Ten students who tackled this year’s challenge of carbon-neutral design while also addressing climate change adaptability and resilience in the built environment have been named recipients of the 2018 INNOVATION 2030/Committee on the Environment (COTE) Top Ten for Students design competition by the American Institute of Architects (AIA) COTE and the Association of Collegiate Schools of Architecture (ACSA).

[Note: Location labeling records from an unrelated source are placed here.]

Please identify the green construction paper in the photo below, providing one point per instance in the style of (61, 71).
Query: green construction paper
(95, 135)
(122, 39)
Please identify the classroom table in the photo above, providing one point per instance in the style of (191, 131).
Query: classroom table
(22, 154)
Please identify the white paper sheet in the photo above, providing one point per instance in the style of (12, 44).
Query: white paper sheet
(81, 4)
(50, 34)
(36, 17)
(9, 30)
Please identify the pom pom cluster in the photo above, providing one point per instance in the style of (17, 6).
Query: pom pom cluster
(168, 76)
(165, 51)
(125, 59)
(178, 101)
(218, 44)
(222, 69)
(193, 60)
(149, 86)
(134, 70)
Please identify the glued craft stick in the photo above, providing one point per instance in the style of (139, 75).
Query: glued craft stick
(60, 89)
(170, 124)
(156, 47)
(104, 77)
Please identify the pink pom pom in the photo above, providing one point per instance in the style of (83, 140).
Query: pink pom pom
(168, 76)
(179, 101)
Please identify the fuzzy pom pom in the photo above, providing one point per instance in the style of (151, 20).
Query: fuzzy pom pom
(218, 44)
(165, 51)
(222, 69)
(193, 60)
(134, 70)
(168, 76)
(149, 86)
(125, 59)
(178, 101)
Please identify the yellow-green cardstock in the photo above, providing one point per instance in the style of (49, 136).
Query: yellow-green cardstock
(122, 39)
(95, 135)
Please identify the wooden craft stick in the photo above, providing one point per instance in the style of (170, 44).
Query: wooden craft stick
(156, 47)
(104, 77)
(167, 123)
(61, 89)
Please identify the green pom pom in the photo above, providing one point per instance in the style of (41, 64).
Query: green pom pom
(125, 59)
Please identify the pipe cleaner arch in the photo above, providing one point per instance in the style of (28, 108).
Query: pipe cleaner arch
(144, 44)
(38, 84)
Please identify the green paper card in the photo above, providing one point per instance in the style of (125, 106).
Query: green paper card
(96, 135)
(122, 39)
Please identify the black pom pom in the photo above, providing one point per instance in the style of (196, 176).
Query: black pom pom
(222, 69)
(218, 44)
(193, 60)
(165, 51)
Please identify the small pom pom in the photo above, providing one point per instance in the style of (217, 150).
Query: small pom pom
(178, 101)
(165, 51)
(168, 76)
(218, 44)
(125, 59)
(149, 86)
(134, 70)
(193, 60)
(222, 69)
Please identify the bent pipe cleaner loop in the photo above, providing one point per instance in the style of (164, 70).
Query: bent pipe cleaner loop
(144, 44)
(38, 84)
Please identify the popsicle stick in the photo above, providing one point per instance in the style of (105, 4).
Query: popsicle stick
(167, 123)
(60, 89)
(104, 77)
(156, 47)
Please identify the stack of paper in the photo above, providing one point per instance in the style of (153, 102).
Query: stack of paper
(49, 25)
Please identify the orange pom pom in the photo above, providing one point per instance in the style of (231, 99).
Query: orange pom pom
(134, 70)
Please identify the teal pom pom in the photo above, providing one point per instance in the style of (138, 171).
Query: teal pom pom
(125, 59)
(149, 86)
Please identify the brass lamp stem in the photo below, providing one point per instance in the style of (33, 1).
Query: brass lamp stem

The winners were selected from more than 1000 submissions from students and faculty at 56 schools of architecture.
This year’s winning projects are:
- Known Unknowns: Dead Ends Aren’t Dead by Bianca Lin, Joshua Park, and Wilson Fung (California College of the Arts)—a design which transforms cul de sacs in Palo Alto into a network of interconnected structures to promote collaboration among residents and build resistance against sea level rise;
- Studio M: A Template for Sustainability and Wellness in Pittsburgh Pennsylvania by Austen Goodman (Savannah College of Art and Design)—a conceivable, cross-laminated timber (CLT) project, designed as a template for future sustainable projects in Pittsburgh;
- Prescriptive Hydrologies by Brie Jones (California State Polytechnic University, Pomona)—a look at how architecture can play a role in watershed management;
- The Fourth Place: Sharing Sustainability by Mary Demro (Montana State University)—a strategy to address the housing crisis in Bozeman, Montana, via mixed-use, sustainable community development;
- Fabricating Wellness by Amy Santimauro, Katelynn Smith, and Joel Bohlmeyer (University of Oregon)—a project designed with a building’s water system at the forefront with the goal of rethinking how water can be integrated into a community;
- Pier 55: South Philadelphia Community Center by Caleb Freeze and Michelle Kleva (Marywood University, Pennsylvania)—a community center design that establishes connectivity among the community as well as to the natural environment;
- Dis/Placement by Nicholas Scribner and Clare Hacko (California College of the Arts)—a study that imagines a floating community in the Maldives in an effort to bring attention to climate change and rising sea levels;
- City Centre Glassworks: An Adaptive Reuse Workshop and Experimentation Facility by Justin Yan (Carleton University, Ottawa, Canada)—an adaptive reuse project that uses the heat produced from making glass to warm a building, saving on energy consumption;
- Interconnect: Connecting Paths, Connecting Programs, Connecting People by Harrison Polk and Madison Polk (Clemson University, South Carolina)—an urban design project designed to aid the process of integration for a growing refugee population in Madrid, Spain; and
- Energy Commons: A Hypothetical Replacement for Gas Stations by Buddy Burkhalter (University of Washington)—a repurposing of a decommissioned gas station in Seattle as an “energy commons” that is human focused and energy-resource resilient.
The award-winning projects will be displayed and presented during a panel discussion on June 21 at the 2018 AIA Conference on Architecture at the Jacob K. Javits Convention Center in New York City. Additionally, a roundtable discussion about INNOVATION 2030 and design education, featuring the winning faculty members, will be held at the Design Futures Council (DFC) 2018 Leadership Forum on Education and Talent on June 20 in New York City.